É comum pastores ocupados recorrerem à Internet para conseguir uma mensagem de última hora (e recorrem à Internet ali mesmo no gabinete da igreja, dez minutos antes de subirem no púlpito), e a congregação percebe. Outro dia elogiei um pastor a um grupo de pessoas pela excelência da pregação dele. Uma menina excepcional, com síndrome desde seu nascimento, me disse: “Eu já vi essa mensagem na Internet”. Pregadores! Cuidado! A congregação para a qual você prega é tão ou mais inteligente que você.


2. Jesus falava com firmeza e convicção. Não vacilava nem titubeava. O tom de voz é importante, mas não é suficiente, no entanto, quando o pregador fala com firmeza e conhecimento é escutado atentamente pelo povo. Pregadores há que têm voz firme quando falam, mas carecem do conhecimento do tema. Parecem cães de guarda que latem, mas não atacam. Sempre que falar, esteja ciente de que seu tom de voz é importante para a congregação.

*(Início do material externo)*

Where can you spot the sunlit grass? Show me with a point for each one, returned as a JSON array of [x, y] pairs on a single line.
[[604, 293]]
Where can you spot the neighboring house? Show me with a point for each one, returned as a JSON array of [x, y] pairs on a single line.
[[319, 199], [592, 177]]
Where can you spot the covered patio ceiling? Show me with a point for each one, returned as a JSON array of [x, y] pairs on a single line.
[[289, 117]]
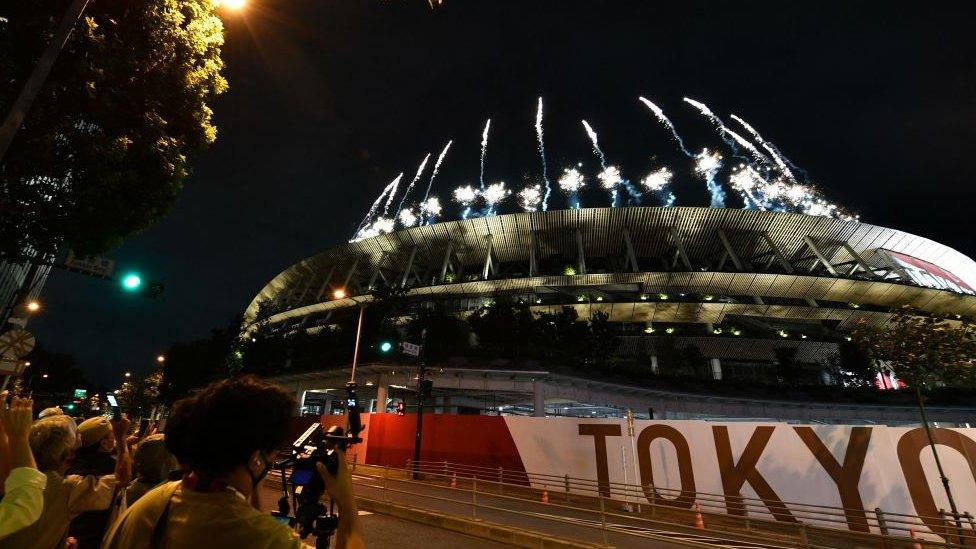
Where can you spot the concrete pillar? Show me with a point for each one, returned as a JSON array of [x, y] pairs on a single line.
[[382, 392], [538, 400]]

3. Jesus falava respaldado por algo maior e mais poderoso: O Pai que o enviara! Jesus falava debaixo de autoridade. O homem de Deus que prega a verdade e que firma o que diz nas escrituras sagradas tem por trás de si todo o exército celestial apoiando-o e o sustentando espiritualmente. “Todos se admiraram, a ponto de perguntarem entre si: Que vem a ser isto? Uma nova doutrina! Com autoridade ele ordena aos espíritos imundos, e eles lhe obedecem!” (Mc 1.27).

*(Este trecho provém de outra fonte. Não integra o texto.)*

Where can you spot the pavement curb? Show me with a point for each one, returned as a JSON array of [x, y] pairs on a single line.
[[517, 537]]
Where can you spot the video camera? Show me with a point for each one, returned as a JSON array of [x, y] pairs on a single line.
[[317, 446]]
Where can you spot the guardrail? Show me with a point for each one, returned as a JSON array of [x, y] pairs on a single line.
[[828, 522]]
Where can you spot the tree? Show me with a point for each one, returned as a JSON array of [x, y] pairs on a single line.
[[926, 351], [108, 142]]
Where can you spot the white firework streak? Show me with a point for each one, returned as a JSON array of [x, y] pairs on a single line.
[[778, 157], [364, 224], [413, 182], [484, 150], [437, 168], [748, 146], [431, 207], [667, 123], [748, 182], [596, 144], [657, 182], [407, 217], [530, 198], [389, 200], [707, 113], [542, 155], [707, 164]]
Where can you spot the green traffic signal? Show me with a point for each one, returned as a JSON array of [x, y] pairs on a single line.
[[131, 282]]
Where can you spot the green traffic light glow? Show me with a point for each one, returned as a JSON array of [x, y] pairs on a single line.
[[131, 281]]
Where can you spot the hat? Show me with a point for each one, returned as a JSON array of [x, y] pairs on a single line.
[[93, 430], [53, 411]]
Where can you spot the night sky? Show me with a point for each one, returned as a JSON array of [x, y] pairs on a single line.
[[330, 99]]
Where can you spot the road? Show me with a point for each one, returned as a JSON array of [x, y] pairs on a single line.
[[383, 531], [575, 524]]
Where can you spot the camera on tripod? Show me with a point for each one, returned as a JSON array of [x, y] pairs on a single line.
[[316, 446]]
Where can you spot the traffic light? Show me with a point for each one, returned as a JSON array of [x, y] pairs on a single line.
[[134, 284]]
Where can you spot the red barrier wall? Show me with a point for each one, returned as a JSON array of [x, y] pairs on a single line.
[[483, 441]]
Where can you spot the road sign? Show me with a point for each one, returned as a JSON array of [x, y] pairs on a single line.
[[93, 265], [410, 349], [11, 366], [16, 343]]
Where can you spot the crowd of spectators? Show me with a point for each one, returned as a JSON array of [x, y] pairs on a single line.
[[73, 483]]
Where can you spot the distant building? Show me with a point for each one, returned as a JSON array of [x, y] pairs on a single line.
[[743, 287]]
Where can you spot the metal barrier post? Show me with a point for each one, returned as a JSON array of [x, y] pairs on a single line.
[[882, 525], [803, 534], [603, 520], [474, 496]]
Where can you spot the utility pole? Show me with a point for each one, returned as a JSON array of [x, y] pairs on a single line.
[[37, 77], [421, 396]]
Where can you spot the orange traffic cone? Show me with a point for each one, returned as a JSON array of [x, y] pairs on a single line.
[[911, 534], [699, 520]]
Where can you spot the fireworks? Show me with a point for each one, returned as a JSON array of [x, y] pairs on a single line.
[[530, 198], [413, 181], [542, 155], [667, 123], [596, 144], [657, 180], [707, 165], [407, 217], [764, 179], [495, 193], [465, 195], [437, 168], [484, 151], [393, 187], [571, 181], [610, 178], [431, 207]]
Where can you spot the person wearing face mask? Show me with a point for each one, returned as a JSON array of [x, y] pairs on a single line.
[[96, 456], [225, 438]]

4. Jesus conhecia a palavra de Deus. O maior respaldo que um pregador tem é o da palavra de Deus. Se o pregador se firma em conhecimento humano, em sua sabedoria e técnicas de auditório e não no conhecimento da palavra de Deus, sua palavra será vazia e oca, apesar de bela e impressionante.


Os judeus queriam saber quem outorgou a Jesus autoridade para curar e expulsar os demônios, “e lhe perguntaram: Com que autoridade fazes estas coisas? Ou quem te deu tal autoridade para as fazeres?”. E ele lhes retrucava: “Eu vos farei uma pergunta; respondei-me, e eu vos direi com que autoridade faço estas coisas” (Mc 11.29).



Como não conseguiam responder a Jesus, tampouco Jesus lhes falou de sua fonte de autoridade. Mas, todos sabemos. Sua autoridade provinha do conhecimento que tinha da palavra de Deus e de sua comunhão com o Pai.